2. The battery pack according to claim 1, characterized in that, The positive busbar (24) has a first fixing part (241), a first connecting part (242) and a second connecting part (243). The top surface of the positive terminal post (22) has a screw hole. The first fixing part (241) has a through hole. The first fixing part (241) is fixed to the top surface of the positive terminal post (22) by bolts. The first connecting part (242) and the second connecting part (243) are respectively pressed into the positive terminals of the two adjacent cells (21).
3. The battery pack according to claim 2, characterized in that, The negative busbar (25) has a second fixing part (251), a third connecting part (252) and a fourth connecting part (253). The top surface of the negative terminal post (23) has a screw hole. The second fixing part (251) has a through hole. The second fixing part (251) is fixed to the top surface of the negative terminal post (23) by bolts.

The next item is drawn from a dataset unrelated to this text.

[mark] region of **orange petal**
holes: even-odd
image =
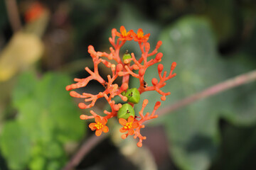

The third connecting part (252) and the fourth connecting part (253) are respectively pressed into the negative terminals of the two adjacent cells (21).
4. The battery pack according to claim 3, characterized in that, The series bus (3) includes a positive nickel plate (31) and a negative nickel plate (32). The positive nickel plate (31) and the negative nickel plate (32) are electrically connected through a connecting wire harness (33). The positive nickel plate (31) and the negative nickel plate (32) are respectively electrically connected to the positive bus (24) of one parallel cell group (2) and the negative bus (25) of another adjacent parallel cell group (2). Multiple parallel cell groups (2) are connected in series through multiple series bus (3).
5. The battery pack according to claim 4, characterized in that, The positive electrode nickel sheet (31) is pressed and fixed between the first fixing part (241) and the positive electrode post (22) by the bolt, and the negative electrode nickel sheet (32) is pressed and fixed between the second fixing part (251) and the negative electrode post (23) by the bolt.
6. The battery pack according to claim 2, characterized in that, The first connecting part (242) has a first connecting tooth (2421) at its end, and the second connecting part (243) has a second connecting tooth (2431) at its end that matches the tooth shape of the first connecting tooth (2421). In the transverse direction, the second connecting tooth (2431) of each positive busbar (24) and the first tooth of the other positive busbar (24) adjacent to it are sequentially interlocked.
7. The battery pack according to claim 3, characterized in that, In the lateral direction, the third connection portion (252) of each of the negative busbars (25) and the fourth connection portion (253) of the adjacent positive busbar (24) abut against each other in sequence.
8. A car, characterized in that, Includes the battery pack as described in any one of claims 1-7.